En el capitalismo, el capital es el único soberano. La modernidad es el tipo de mundo donde esta soberanía se despliega y desarrolla en toda su plenitud. Por eso la confusión analítica actual (por no respetar niveles de análisis) de señalizar a China como capitalista, proviene de la ingenua separación entre capitalismo y modernidad. La diseminada sinofobia en Latinoamérica (que permea hasta al izquierdismo) es, en realidad, una declaración de guerra imperial por el alma de nuestros Estados: ustedes son míos y de nadie más.

La modernidad es un proyecto civilizatorio de dominación exponencial, por eso es heredera de la vocación imperial de Occidente. Para los chinos el capitalismo es una mediación de su propio proyecto nacional, que responde a una civilización que no es occidental (al parecer los rusos están empezando a entender también eso); en ese sentido, para que una economía se defina como capital-ismo, el capital no puede ser mediación sino un fin en sí mismo y, como tal, se define de modo universal, es decir, su tendencia exponencial no admite limites; por eso el capital se revuelve en su nicho financiero y ve la posibilidad de un orden multipolar como una verdadera amenaza a su lógica concéntrica.

Esto no quiere decir que los chinos sean heraldos de la justicia. Quiere decir que la expansión china, por ejemplo, nos abre a otro tipo de contradicciones complejas en lo que entendemos por dominación. La visión eurocéntrica no nos sirve ni para eso. El crecimiento chino ha desatado otro tipo de contradicciones globales que la actual ciencia económica ni siquiera puede adivinar.
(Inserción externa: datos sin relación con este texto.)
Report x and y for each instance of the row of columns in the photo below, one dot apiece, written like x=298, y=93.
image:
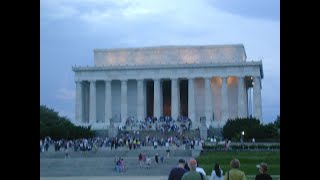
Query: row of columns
x=175, y=97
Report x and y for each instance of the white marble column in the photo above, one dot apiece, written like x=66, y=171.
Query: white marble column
x=257, y=107
x=224, y=100
x=191, y=101
x=161, y=98
x=174, y=99
x=208, y=100
x=92, y=107
x=108, y=102
x=124, y=104
x=79, y=102
x=156, y=96
x=140, y=100
x=241, y=97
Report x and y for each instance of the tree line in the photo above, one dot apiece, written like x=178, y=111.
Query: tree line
x=58, y=127
x=252, y=128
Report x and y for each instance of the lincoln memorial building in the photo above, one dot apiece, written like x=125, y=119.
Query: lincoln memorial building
x=211, y=81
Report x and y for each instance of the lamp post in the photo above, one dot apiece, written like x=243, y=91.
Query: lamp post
x=242, y=134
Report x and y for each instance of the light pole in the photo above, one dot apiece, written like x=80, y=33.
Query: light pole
x=242, y=134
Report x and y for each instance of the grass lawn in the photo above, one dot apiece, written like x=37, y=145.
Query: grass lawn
x=248, y=161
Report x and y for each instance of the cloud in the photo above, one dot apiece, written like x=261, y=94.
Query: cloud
x=65, y=94
x=265, y=9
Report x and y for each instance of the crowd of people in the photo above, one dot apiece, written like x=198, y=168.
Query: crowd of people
x=164, y=124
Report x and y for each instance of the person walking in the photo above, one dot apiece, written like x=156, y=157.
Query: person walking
x=234, y=173
x=263, y=167
x=216, y=173
x=193, y=174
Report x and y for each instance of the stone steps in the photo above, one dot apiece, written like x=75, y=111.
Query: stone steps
x=101, y=166
x=104, y=152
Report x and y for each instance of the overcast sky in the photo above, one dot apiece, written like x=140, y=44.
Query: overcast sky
x=70, y=30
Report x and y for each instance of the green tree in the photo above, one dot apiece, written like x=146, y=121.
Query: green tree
x=57, y=127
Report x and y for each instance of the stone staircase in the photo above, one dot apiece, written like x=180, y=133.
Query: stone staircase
x=153, y=133
x=121, y=152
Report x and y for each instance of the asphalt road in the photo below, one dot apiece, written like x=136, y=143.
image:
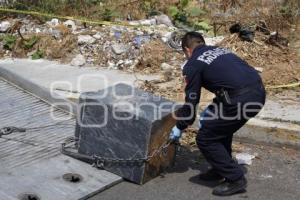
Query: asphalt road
x=274, y=175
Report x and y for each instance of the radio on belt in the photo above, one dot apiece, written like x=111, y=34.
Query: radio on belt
x=122, y=124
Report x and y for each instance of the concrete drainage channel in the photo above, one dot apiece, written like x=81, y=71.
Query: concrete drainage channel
x=27, y=158
x=33, y=157
x=68, y=177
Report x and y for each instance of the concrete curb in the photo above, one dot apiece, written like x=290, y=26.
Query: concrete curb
x=256, y=131
x=38, y=91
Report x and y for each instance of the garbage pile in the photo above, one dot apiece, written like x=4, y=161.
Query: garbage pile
x=258, y=46
x=265, y=50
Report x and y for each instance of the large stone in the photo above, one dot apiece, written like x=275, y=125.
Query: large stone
x=71, y=25
x=54, y=22
x=164, y=19
x=122, y=122
x=78, y=61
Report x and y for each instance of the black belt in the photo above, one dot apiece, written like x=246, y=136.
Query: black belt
x=225, y=95
x=244, y=90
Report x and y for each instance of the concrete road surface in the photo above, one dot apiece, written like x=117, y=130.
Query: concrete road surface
x=274, y=175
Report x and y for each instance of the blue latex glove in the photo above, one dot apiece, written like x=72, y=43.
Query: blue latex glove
x=175, y=134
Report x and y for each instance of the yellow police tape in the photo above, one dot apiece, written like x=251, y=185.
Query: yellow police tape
x=83, y=20
x=108, y=23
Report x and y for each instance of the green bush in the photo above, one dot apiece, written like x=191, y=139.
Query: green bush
x=37, y=55
x=9, y=41
x=28, y=44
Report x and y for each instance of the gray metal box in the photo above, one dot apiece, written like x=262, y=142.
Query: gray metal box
x=122, y=122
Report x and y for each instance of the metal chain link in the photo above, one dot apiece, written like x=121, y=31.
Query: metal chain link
x=101, y=162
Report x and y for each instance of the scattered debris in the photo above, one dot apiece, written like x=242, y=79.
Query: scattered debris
x=164, y=19
x=54, y=22
x=78, y=61
x=145, y=22
x=119, y=48
x=5, y=26
x=244, y=158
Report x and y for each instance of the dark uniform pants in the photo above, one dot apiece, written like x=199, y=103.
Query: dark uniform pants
x=220, y=122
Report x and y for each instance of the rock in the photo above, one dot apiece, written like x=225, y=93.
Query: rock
x=166, y=67
x=244, y=158
x=4, y=26
x=111, y=65
x=166, y=37
x=70, y=24
x=212, y=41
x=119, y=48
x=97, y=36
x=53, y=22
x=164, y=19
x=78, y=61
x=57, y=34
x=144, y=22
x=86, y=39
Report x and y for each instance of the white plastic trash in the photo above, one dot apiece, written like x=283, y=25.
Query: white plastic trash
x=244, y=158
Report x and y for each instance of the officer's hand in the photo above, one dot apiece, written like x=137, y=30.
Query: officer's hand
x=175, y=134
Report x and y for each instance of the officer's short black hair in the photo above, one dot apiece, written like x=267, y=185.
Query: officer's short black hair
x=192, y=40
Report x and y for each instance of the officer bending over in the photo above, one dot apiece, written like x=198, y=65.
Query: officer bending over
x=240, y=95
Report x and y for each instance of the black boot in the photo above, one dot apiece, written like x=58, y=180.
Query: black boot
x=210, y=175
x=230, y=187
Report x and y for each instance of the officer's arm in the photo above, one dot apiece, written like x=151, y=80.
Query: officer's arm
x=187, y=113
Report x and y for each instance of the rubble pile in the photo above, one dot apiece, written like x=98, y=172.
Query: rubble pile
x=274, y=59
x=115, y=47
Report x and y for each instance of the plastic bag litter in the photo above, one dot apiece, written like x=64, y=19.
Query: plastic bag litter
x=244, y=158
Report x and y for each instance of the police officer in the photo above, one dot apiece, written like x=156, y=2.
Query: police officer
x=240, y=95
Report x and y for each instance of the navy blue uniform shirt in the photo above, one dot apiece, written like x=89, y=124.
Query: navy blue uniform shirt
x=213, y=68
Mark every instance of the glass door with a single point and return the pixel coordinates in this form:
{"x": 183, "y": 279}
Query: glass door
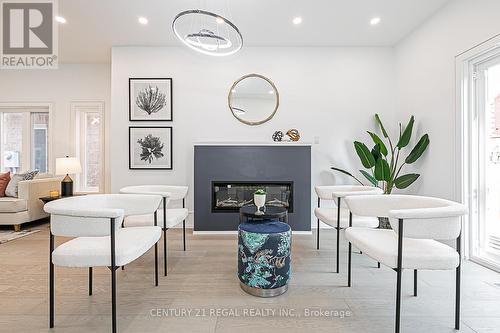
{"x": 485, "y": 162}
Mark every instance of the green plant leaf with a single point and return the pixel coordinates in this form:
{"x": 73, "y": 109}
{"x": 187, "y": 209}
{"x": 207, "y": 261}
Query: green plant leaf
{"x": 379, "y": 122}
{"x": 347, "y": 173}
{"x": 406, "y": 180}
{"x": 370, "y": 178}
{"x": 404, "y": 138}
{"x": 378, "y": 141}
{"x": 418, "y": 150}
{"x": 376, "y": 152}
{"x": 382, "y": 170}
{"x": 364, "y": 154}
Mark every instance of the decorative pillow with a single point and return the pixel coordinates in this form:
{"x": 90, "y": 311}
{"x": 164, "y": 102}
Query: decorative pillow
{"x": 4, "y": 180}
{"x": 12, "y": 187}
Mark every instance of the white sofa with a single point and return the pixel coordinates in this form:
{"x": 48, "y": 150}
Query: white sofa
{"x": 28, "y": 206}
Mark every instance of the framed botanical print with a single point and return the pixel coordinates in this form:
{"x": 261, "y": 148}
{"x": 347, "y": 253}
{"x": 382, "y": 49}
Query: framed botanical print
{"x": 150, "y": 99}
{"x": 150, "y": 148}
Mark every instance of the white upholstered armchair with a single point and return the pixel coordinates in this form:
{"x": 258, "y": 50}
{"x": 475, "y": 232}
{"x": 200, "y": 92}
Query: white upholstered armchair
{"x": 169, "y": 218}
{"x": 417, "y": 222}
{"x": 95, "y": 222}
{"x": 338, "y": 217}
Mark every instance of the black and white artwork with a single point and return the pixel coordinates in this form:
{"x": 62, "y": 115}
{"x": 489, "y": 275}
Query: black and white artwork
{"x": 150, "y": 99}
{"x": 150, "y": 148}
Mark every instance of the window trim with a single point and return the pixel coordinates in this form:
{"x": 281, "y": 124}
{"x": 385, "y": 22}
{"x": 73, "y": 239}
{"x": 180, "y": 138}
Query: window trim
{"x": 77, "y": 108}
{"x": 45, "y": 107}
{"x": 465, "y": 110}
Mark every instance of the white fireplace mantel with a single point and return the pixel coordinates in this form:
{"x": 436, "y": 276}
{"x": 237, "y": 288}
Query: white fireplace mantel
{"x": 246, "y": 143}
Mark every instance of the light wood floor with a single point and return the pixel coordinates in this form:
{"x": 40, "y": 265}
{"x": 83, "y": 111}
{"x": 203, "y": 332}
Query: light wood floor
{"x": 204, "y": 278}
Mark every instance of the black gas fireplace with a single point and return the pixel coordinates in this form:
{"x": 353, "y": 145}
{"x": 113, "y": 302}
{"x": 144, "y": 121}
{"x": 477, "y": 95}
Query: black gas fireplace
{"x": 230, "y": 196}
{"x": 226, "y": 177}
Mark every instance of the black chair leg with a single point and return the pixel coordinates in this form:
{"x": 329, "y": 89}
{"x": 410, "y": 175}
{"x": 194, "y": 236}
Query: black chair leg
{"x": 399, "y": 271}
{"x": 184, "y": 234}
{"x": 51, "y": 282}
{"x": 317, "y": 237}
{"x": 457, "y": 284}
{"x": 156, "y": 264}
{"x": 349, "y": 255}
{"x": 164, "y": 236}
{"x": 415, "y": 283}
{"x": 349, "y": 266}
{"x": 165, "y": 251}
{"x": 317, "y": 233}
{"x": 184, "y": 225}
{"x": 113, "y": 277}
{"x": 90, "y": 281}
{"x": 338, "y": 234}
{"x": 398, "y": 299}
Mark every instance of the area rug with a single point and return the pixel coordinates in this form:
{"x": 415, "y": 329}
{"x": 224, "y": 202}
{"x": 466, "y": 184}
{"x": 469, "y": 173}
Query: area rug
{"x": 7, "y": 236}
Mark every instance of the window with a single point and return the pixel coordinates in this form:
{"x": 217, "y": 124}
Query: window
{"x": 90, "y": 146}
{"x": 480, "y": 107}
{"x": 24, "y": 138}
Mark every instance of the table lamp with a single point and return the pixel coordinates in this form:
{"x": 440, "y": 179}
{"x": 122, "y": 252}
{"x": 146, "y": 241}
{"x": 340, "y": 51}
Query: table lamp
{"x": 66, "y": 166}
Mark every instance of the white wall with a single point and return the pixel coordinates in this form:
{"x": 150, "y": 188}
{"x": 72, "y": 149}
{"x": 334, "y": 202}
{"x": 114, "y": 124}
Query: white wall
{"x": 330, "y": 93}
{"x": 60, "y": 87}
{"x": 425, "y": 69}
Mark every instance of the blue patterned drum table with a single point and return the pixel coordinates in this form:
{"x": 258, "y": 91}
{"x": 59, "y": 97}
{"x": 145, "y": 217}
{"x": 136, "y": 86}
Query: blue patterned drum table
{"x": 264, "y": 254}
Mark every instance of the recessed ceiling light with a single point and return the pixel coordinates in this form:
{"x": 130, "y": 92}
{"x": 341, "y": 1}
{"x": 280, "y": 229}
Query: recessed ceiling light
{"x": 375, "y": 20}
{"x": 60, "y": 19}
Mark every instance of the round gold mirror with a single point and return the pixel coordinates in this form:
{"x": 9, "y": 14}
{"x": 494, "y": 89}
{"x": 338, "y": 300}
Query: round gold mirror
{"x": 253, "y": 99}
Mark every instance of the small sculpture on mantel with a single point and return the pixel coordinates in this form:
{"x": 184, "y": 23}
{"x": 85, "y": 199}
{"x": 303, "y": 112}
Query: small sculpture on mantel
{"x": 278, "y": 136}
{"x": 293, "y": 134}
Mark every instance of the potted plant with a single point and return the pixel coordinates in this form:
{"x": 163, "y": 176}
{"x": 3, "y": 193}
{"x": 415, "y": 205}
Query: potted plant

La nueva guerra de los commodities como guerra por la soberanía, exhibirá el profundo carácter antinacional de las élites latinoamericanas, como está sucediendo en el Perú. Esta exhibición hasta morbosa es lo que se irá reflejando como un dramático alarde de poder irracional, como sucede cuando el criminal es descubierto. Tratándose de una guerra híbrida y multidimensional, desmontará también las narrativas que en el siglo XX definieron las oposiciones políticas y veremos cómo ahora se definen dramáticamente los actores en una escenografía nunca antes experimentada y menos pensada.

Para nuestros pueblos será la prueba definitiva de su éxodo de liberación. Como dice los que saben: es fácil salir del mundo, lo difícil es que el mundo salga de uno mismo. Para afirmar nuestro propio proyecto de liberación, deberemos afirmarlo también en los términos de un proyecto civilizatorio y devolvernos a lo que éramos: uno de los seis ejes civilizatorios que constituyen y son la base de lo que se conoce como civilización humana. Ya no hay un orden unipolar, lo que significa que ya no hay un mundo único, sin alternativas, según la narrativa moderna. La alternativa son los pueblos y su historia milenaria. Desde esa historia es que emergerán las alter-nativas ante la crisis civilizatoria. Porque la esperanza es una memoria que despierta.